A recent Ontario decision has clarified the law on temporary layoffs and the related impact on employee claims for constructive dismissal. An employer's temporary layoff of an employee in accordance with the Ontario Employment Standards Act, 2000 with a fixed return to work date, still resulted in a fundamental change in the employment contract, thus, constituting constructive dismissal. The Ontario Superior Court's result in Bevilacqua v Gracious Living Corporation, 2016 ONSC 4127 (Bevilacqua) highlighted the importance of employment contract's express terms in such a situation and the compensation implications of when a laid off employee refuses to return to work.

Background facts

Giuseppe Bevilacqua was employed by Gracious Living Corporation ("Gracious Living") for 15 years. On September 15, 2014, Gracious Living temporarily laid off Bevilacqua due to economic difficulties with a return date of December 15, 2014. Bevilacqua was recalled to resume work to his same position on the same terms but he refused. Instead, Bevilacqua took the position that he was constructively dismissed and commenced a claim for 15 months' salary in lieu of notice.

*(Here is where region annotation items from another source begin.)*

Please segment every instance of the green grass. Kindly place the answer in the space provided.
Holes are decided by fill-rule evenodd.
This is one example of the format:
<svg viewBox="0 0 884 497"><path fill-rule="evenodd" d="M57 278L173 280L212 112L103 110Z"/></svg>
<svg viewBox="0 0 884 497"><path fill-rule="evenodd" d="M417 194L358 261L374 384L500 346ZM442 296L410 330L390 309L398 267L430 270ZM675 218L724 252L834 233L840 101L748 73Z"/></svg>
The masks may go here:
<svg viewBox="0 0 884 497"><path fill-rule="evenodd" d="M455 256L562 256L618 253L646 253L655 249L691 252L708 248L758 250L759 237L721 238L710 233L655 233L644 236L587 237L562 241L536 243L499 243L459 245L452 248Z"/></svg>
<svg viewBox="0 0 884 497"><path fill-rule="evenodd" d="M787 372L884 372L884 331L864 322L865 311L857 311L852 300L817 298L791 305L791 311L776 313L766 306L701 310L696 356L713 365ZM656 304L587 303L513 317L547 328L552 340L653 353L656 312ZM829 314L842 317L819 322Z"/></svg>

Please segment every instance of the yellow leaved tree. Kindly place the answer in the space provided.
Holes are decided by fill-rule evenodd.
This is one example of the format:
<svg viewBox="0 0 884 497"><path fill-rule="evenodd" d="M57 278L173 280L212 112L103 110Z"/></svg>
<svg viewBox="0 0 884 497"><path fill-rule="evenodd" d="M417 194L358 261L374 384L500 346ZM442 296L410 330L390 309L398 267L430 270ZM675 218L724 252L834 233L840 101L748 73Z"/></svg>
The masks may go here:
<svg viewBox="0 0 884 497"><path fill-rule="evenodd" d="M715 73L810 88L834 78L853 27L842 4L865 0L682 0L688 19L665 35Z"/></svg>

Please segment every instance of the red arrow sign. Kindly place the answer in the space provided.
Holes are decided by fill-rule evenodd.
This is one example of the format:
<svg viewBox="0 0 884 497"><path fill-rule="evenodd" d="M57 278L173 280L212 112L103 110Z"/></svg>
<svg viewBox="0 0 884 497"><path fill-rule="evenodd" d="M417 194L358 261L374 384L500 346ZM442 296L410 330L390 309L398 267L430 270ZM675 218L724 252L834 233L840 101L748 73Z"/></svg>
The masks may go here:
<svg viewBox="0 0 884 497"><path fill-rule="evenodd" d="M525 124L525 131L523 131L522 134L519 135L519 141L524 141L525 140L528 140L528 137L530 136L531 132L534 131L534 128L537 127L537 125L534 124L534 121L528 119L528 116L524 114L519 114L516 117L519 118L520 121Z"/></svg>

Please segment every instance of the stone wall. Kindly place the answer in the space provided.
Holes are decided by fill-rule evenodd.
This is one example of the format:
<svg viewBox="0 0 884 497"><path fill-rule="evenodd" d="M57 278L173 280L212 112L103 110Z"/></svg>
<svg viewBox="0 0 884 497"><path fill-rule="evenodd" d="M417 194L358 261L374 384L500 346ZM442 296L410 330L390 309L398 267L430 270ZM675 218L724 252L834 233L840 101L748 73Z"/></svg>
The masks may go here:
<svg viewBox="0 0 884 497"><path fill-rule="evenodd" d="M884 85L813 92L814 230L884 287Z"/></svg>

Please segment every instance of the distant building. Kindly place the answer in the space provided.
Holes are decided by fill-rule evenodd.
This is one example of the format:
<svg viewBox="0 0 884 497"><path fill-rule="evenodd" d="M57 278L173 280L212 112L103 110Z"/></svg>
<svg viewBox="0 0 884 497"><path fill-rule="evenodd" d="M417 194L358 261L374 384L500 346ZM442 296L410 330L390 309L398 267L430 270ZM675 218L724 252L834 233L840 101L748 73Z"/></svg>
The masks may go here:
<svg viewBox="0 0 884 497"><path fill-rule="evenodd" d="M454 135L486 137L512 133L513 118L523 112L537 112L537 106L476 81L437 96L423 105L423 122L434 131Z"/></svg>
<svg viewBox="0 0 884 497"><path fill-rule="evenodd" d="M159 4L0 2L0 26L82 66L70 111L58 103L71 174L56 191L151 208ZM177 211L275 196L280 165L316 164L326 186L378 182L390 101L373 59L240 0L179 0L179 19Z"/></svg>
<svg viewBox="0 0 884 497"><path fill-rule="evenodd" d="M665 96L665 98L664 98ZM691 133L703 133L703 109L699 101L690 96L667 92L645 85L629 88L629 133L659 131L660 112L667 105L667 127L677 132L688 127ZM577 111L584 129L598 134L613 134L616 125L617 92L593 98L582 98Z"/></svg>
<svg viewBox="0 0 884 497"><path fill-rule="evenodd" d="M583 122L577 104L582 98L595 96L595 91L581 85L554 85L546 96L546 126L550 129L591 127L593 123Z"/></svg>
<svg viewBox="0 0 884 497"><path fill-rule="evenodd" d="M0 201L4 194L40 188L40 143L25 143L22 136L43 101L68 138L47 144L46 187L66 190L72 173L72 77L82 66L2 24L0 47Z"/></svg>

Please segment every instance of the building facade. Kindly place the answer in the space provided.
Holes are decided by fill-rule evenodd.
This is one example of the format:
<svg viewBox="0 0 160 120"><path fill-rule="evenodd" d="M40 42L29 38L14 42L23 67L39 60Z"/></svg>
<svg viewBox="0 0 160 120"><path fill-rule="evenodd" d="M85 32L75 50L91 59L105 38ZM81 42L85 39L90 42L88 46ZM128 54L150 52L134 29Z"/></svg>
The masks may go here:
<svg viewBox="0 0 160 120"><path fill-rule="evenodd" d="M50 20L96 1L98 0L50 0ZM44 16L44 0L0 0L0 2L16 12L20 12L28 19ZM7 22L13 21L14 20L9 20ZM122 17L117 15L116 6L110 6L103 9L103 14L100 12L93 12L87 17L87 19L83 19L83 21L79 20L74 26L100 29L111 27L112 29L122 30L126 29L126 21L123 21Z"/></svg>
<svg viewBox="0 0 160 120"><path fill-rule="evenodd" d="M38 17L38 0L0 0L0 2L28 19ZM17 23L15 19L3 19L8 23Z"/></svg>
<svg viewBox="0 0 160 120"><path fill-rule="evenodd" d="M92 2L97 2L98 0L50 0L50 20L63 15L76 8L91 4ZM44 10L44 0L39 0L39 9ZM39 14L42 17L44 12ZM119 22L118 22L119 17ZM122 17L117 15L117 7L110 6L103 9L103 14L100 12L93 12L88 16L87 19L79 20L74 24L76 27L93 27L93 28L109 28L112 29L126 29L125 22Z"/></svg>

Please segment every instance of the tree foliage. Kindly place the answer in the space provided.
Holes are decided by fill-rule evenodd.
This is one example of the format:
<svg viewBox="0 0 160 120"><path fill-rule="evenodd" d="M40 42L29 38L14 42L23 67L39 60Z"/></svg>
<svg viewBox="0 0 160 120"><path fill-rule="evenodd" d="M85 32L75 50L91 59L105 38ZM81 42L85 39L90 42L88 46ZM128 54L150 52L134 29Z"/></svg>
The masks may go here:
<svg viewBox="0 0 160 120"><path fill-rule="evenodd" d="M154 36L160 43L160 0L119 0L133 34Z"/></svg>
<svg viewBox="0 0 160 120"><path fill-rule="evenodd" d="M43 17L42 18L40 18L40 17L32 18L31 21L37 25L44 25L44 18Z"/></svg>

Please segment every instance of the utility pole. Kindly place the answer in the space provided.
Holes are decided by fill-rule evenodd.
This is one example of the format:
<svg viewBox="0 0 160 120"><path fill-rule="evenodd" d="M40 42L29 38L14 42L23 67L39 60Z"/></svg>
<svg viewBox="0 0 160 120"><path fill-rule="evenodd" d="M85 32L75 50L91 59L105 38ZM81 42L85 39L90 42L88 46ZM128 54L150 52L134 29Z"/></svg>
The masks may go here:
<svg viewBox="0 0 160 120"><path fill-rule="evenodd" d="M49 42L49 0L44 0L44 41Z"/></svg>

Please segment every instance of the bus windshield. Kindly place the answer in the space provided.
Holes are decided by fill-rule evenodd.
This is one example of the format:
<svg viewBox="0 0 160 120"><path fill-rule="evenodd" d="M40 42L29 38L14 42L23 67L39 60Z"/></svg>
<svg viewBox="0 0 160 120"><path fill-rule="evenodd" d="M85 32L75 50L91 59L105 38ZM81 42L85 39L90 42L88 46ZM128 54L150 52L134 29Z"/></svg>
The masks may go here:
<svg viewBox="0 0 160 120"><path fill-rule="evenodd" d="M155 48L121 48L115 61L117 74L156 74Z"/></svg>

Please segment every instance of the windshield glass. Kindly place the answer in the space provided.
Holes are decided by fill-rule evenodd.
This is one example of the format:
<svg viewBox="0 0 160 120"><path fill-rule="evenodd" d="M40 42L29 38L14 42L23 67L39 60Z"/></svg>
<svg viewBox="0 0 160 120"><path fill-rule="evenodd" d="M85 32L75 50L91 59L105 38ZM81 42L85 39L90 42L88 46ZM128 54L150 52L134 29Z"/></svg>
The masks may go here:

The employment contract had no express term permitting Gracious Living to place Bevilacqua on a temporary layoff. There was also no such implied term as the prospect of layoff had never been raised with him. Gracious Living's compliance with the Ontario Employment Standards Act, 2000 as to what constitutes temporary layoff was irrelevant to the question of constructive dismissal, the Court summarily decided that Bevilacqua was constructively dismissed.

Employer and employee expectations

The employer's and employee's expectations about the nature of the layoff do not make the layoff any less of a constructive dismissal. The Court noted that Gracious Living may not have intended to terminate Bevilacqua but its actions still amounted to constructive dismissal. Bevilacqua admitted that he was told the layoff was temporary, not a termination. During the layoff period, he kept his company benefits, maintained a good relationship with Gracious Living and filled in for an employee. However, such expectations regarding the nature of the layoff become relevant to determining constructive dismissal damages.

Refusal to return to work

Despite being constructively dismissed, Bevilacqua was under a duty to mitigate his damages. At trial, he failed to explain his refusal to return to work. The Court accepted that the layoff was temporary and was not due to personal reasons and that the return offer was on the same terms, particularly since Gracious Living remained friendly with Bevilacqua during the layoff. The Court decided that nothing in law or in interpersonal relationships prevented him from accepting the return offer. As a result, Bevilacqua was entitled to only 3 months of salary equaling the time period after which Gracious Living offered return to work. This meant that a claim worth five times as much was reduced based on the refusal to return to work.

Employer takeaways

The Bevilacqua decision emphasizes that an employer can only impose a layoff if it is specifically agreed upon in the employment contract. This is especially important to keep in mind for employers in industries that are prone to economic instability resulting in downsizing. The outcome reminds employers of the importance of including relevant layoff language where appropriate in offer letters and employment contracts. If the employer does decide to proceed with a temporary layoff without an express term, the employer's behavior towards the employee, its relationship during the layoff period and the return offer within the specified period may reduce the damages owed to the employee.